Paying extra to fix your monthly plan

So, what can you do about it? As with all other price rises from the major mobile providers, you won’t be able to cancel without paying a hefty penalty, usually the remaining monthly payments on your contract.

For customers who want to avoid the price rise, from 10 April EE will be offering customers a new bolt on called ‘Fix Your Monthly Plan’.

The Fix Your Monthly Plan bolt on (‘the first of its kind in the industry’) will cost between 50p and £2 per month depending on your current line rental. I’d imagine you’ll agree that forcing customers to pay extra to enjoy a fixed price contract when they thought it was fixed in the first place, is outrageous.

And it all sounds incredibly complex. So complicated that EE will have a calculator on its website for customers to work out how much extra they’ll have to pay. All in all, this latest price rise is just further evidence that Ofcom has to step in and change the rules.

Fixed should mean fixed and if it doesn’t, you should be able to leave your contract without penalty. Full stop.

[UPDATE 7 March 2013] – There’s just one week to go before Ofcom closes its consultation into price rises during fixed contracts. Have your say by voting in our poll and watch our new Fixed Means Fixed video:

Comments
Guest
Fishy says:
11 March 2013

I have just spent a week in Dorset, and most of the time had no signal what so ever, any chance of a refund EE?
No I doubt it, this greedy self opinionated company just gets worse, and what a cheek to rename yourself “Everything Everywhere” the coverage is worse than ever, more like Nothing Nowhere”!

Guest
Mostafa says:
3 May 2013

I have been saying nothing nowhere since i heard of them I knew it was going to be a joke letting one company own two networks,
Orange has always been a fantastic network but since they joined force with the shi##%st network in the uk they have gone downhill

Guest

These companies are taking the wee wee. I say vote with your feet and go to another provider, and if your company uses EE, then encourage them to leave! they don’t like loosing big Company accounts.

Guest
Ian says:
11 March 2013

This price increase comes after a long period of frustration with the Orange account management software. I brought my mobile number from another provider ok but orange were completely unable to recognise my number on the ‘Your Orange’ app or web site. It took 6 months to get it fixed! Now this bunch of technology amateurs have the gall to put their prices up.
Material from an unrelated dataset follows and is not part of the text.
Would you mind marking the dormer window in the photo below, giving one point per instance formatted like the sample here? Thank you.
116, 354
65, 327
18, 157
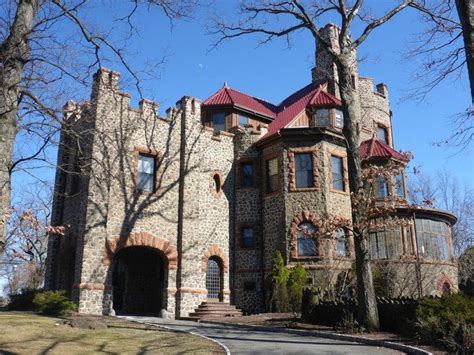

When my 24 month agreement is up, I’m off.

Guest

I’m confused. Which? launched the Fixed Means Fixed campaign, encouraging us to oppose price rises during the period of a contract, and this achieved a lot of support.

The goal posts seem to have moved now that Which? has published its video asking for support for customers to be allowed to leave their contract without penalty if they are faced with a price rise. This may be the best of the options that Ofcom is currently suggesting, but I think we should carry on fighting for Fixed Means Fixed.

The contracts we are discussing usually provide a ‘free’ phone. What would happen to that phone if it became possible to leave without penalty if there was a price rise?

Please can we go back to Fixed Means Fixed – an excellent simple campaign?

Guest

Hi Wavechange, thanks for the comment.

We’re still very much on the same course – we think fixed should mean fixed. We still think that the price and all other features of a contract (minutes, data etc) should stay fixed from the day it’s agreed until the end of that agreement. If providers don’t want to keep their end of the bargain and prices do change they have basically broken the contract – this means you should be able to legally leave without having to pay an exit penalty. If this is enforced it’s also likely that providers won’t put their prices up as the risk of losing customers will be too large.

Guest

Thanks Patrick. Unless we win the argument, other (non-phone) service providers could introduce clauses that allow them to apply similar price rises during contracts.

Guest
Charles says:
11 March 2013

Who says Dick Turpin is dead. He’s alive and kicking with the stealth increases to bills (on a fixed contract) for Mobile phones.